La prima risposta concreta all’invasione dell’Ucraina è stata quella della proposta di riarmo della Germania, intenzionata a portare le spese militari al 2% del PIL.
Analogo intendimento è stato espresso dall’Italia le cui forze armate, in determinati settori, appaiono tecnologicamente piuttosto arretrate, specialmente se il quadro strategico complessivo dovesse davvero dirigersi verso una aggiornata riedizione della guerra fredda e della logica dei blocchi.

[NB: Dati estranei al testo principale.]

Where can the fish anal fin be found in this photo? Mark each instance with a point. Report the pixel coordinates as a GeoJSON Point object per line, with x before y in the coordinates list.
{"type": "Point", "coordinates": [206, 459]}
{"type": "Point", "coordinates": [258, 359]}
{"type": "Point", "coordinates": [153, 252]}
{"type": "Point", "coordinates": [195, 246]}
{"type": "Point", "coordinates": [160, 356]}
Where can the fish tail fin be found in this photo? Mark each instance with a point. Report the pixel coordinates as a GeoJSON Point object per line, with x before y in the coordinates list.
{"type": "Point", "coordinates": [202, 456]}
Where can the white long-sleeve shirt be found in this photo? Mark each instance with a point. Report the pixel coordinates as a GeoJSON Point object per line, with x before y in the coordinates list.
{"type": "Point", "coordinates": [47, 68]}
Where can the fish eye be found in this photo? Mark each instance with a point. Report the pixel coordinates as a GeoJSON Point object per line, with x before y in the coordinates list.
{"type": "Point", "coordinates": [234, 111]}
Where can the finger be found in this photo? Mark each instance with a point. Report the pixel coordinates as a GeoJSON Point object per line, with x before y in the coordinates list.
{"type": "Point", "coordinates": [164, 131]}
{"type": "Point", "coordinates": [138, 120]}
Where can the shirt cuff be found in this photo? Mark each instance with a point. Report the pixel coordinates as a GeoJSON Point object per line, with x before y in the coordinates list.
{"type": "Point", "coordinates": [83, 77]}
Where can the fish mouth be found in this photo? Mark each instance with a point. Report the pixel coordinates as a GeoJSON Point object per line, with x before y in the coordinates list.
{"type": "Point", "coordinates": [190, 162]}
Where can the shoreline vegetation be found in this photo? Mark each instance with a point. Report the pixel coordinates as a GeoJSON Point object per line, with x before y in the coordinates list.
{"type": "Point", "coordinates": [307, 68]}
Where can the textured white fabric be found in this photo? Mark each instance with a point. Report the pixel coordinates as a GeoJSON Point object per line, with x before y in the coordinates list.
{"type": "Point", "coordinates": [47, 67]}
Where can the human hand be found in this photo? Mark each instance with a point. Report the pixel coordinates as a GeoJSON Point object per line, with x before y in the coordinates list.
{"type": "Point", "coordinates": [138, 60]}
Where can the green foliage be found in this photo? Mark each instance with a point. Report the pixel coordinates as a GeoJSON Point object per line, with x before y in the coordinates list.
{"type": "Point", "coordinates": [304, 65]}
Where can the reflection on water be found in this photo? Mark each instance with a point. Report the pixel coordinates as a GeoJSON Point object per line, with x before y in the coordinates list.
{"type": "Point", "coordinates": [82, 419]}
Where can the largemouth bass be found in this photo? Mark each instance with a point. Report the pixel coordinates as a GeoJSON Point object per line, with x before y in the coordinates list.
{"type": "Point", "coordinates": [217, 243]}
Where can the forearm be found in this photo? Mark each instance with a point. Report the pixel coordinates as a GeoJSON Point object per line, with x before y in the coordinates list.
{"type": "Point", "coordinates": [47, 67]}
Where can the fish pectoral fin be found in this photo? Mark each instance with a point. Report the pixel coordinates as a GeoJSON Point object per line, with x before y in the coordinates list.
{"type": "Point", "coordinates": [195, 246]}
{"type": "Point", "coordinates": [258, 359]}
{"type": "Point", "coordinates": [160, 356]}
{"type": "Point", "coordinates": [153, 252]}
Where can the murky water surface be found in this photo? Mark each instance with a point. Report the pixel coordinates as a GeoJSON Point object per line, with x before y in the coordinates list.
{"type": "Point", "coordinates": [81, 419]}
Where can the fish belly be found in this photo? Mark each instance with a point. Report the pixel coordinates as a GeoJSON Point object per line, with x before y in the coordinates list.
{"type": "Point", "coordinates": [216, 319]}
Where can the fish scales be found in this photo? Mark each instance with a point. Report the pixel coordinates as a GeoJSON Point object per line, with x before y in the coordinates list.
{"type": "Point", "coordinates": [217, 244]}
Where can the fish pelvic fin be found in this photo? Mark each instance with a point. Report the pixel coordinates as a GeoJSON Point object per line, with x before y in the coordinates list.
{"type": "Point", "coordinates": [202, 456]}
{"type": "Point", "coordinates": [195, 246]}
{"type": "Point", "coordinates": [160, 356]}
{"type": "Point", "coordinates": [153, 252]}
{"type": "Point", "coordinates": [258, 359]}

Allora si possono tentare alcune considerazioni affrettate a approssimative:
1) Sicuramente si verificherà uno spostamento di risorse arretrando da subito a favore dei processi di riarmo il procedere delle due grandi transizioni quella ecologica (verso la quale si profila un combinato: crisi energetica/esigenze militari) e quella digitale. Questo fatto inciderà, a livello europeo, sul Recovery Fund che l’Italia sta faticosamente tentando di tradurre nel PNRR. Situazione internazionale e spostamento di risorse interne incideranno sicuramente anche su altre filiere produttive prima fra tutte quella agroalimentare (ricordate il Pertini del “si svuotino gli arsenali e si riempano i granai”: la storia del rapporto burro/cannoni è sempre stata strettamente correlata);
2) Sullo slancio del riarmo della Germania si sta tentando da più parti di rilanciare l’ipotesi del cosiddetto “esercito europeo”. Attorno a questa idea sorgono questioni molto complesse, prima fra tutte quella riguardante il controllo politico di questo ipotetico nucleo di forza armata in una situazione nella quale l’UE continua a soffrire di un forte “deficit democratico”. Sorgerebbe anche un problema non facilmente risolvibile di equilibrio tra la costruzione di questa ipotetica “difesa europea” e il mantenimento degli eserciti nazionali (tenuto conto anche della presenza nell'Unione di diversi Paesi governati da "democrature").
3) L’idea della necessità di accelerare la corsa al riarmo si tradurrà probabilmente in una crescita di profitti per i giganti del settore con relativa concentrazione di profitti e di intelligenza tecnologica.
In un suo rapporto l’ “European network against arms trade” (anticipato da “Domani”) fa notare come i giganti dell’industria bellica di Francia, Germania, Italia, Spagna trattengono il 70% dei fondi UE del settore e coordinano il 68% dei progetti.
Il fondo per la difesa europea 2021-2027 ha una dotazione di 8 miliardi ( i primi programmi a partire dal 2009, trattato di Lisbona, non arrivavano al miliardo) “per ricerca e sviluppo di prodotti militari”.
Il report di Enaat su “come l’UE sta alimentando una corsa agli armamenti” prende in esame i progetti pilota: 90 milioni dell’ azione preparatoria per la ricerca sulla difesa (Padr) e il mezzo miliardo del programma per lo sviluppo industriale della difesa (Edidp).
I principali beneficiari sono Leonardo (23,6 milioni) la spagnola Indra (22,8) e la francese Safran (22,3). Se si considerano anche le aziende sussidiarie, Leonardo, Thales (francese) e la multinazionale Airbus ricevono altre cifre molto importanti: Leonardo 29 milioni.
Il sistema è fatto per favorire pochi colossi privati raggrumando anche la proprietà intellettuale: lo spazio di difesa europea nasce quindi in una situazione di deficit democratico e di concentrazione di risorse economiche e di “know-how”.
Ci troviamo in una situazione di pieno rispetto della tradizione storica dell’opacità che ha sempre riguardato il complesso del “militare” e delle logiche di guerra da sempre gestite da soggetti e in dimensioni ai margini della democrazia.